Lorenza secoua la tête, puis se leva et se dirigea vers la fenêtre. Elle ne voulait pas que Malberg voie ses yeux remplis de larmes.

Mal à l'aise, il s'agitait dans son fauteuil. Il aurait aimé lui dire quelques mots pour la consoler, mais lesquels ? Il finit par se lever.

- Vous permettez que je continue à regarder les livres ?

- Oui, naturellement, dit Lorenza avant de disparaître.

La vue de tous ces livres rares, tous en excellent état, fit oublier à Malberg, l'espace d'un instant, le terrible destin de Marlène. Il comprit vite que la collection complète dépassait de très loin la somme qu'il était en mesure d'investir.
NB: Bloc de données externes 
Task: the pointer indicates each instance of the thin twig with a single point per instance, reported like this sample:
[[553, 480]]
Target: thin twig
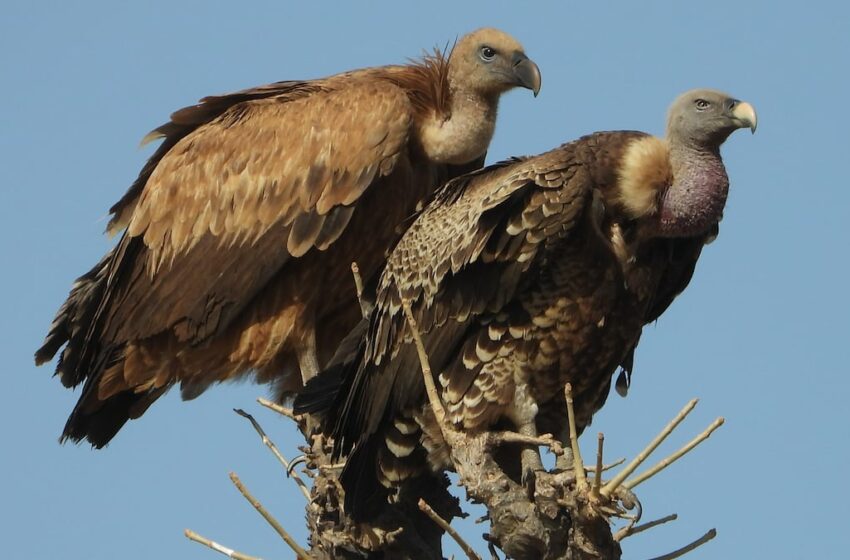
[[270, 444], [669, 460], [430, 386], [358, 285], [428, 510], [545, 440], [685, 549], [633, 530], [279, 409], [597, 479], [609, 466], [578, 464], [229, 552], [300, 552], [612, 484]]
À lui seul, le volume des Chroniques de Nuremberg, datant de 1493, de Hartmann Schedel, médecin et historien à Nuremberg, valait le prix d'une moyenne cylindrée. Le livre contenait plus de mille lithographies représentant les villes importantes du Moyen Âge. Les collectionneurs étaient prêts à débourser des fortunes pour acquérir une telle pièce.

Un livre de format in-quarto, à l'aspect plutôt insignifiant, déclencha chez le bouquiniste une sorte de fébrilité. Il lui fallut un bon moment pour réaliser qu'il s'agissait là de l'édition légendaire des comédies de Terence, un exemplaire que collectionneurs et bouquinistes du monde entier recherchaient depuis cinquante ans.

Dans l'ouvrage, publié en 1519, le réformateur Philipp Melanchton avait noté des corrections manuscrites destinées à une nouvelle édition.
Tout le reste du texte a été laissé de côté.